Peter Sloman

  • Senior Lecturer in British Politics at the University of Cambridge
  • Fellow of Churchill College

Biography

Before moving to Cambridge in 2015, he spent ten years in Oxford as a student at The Queen's College (where he gained an MA in Modern History and Politics and MSt and DPhil degrees in History) and a junior research fellow at New College. His first book, The Liberal Party and the Economy, 1929-1964 (Oxford, 2015) explored how British Liberals engaged with economic thought in the era of John Maynard Keynes and William Beveridge; his second book, Transfer State (Oxford, 2019), examines how the idea of a guaranteed minimum income has shaped British social policy over the last century. Peter has also published in a wide range of academic journals and has contributed to the Oxford Dictionary of National Biography.
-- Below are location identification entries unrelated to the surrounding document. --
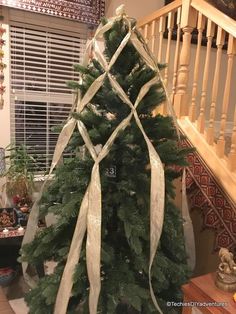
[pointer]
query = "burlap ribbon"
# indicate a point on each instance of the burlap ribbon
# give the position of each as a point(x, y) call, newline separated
point(90, 212)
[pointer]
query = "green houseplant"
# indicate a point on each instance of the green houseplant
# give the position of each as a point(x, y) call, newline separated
point(20, 176)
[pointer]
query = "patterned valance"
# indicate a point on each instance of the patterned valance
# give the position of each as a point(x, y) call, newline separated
point(86, 11)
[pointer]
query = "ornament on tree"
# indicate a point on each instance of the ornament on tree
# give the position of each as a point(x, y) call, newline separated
point(102, 224)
He is currently chair of the management committee for Cambridge's History and Politics Tripos (2016-20) and Dean at Churchill College.

Academic biography

https://www.polis.cam.ac.uk/Staff_and_Students/dr-peter-sloman

Research topics

  1. How have British governments, policy-makers, and activists attempted to give meaning to concepts such as social justice and minimum needs through tax, social benefits, and other redistributive policies?
     
  2. How do political parties frame tax and spending proposals in their election campaigns, and why do voters seem to respond to them in different ways in different contexts?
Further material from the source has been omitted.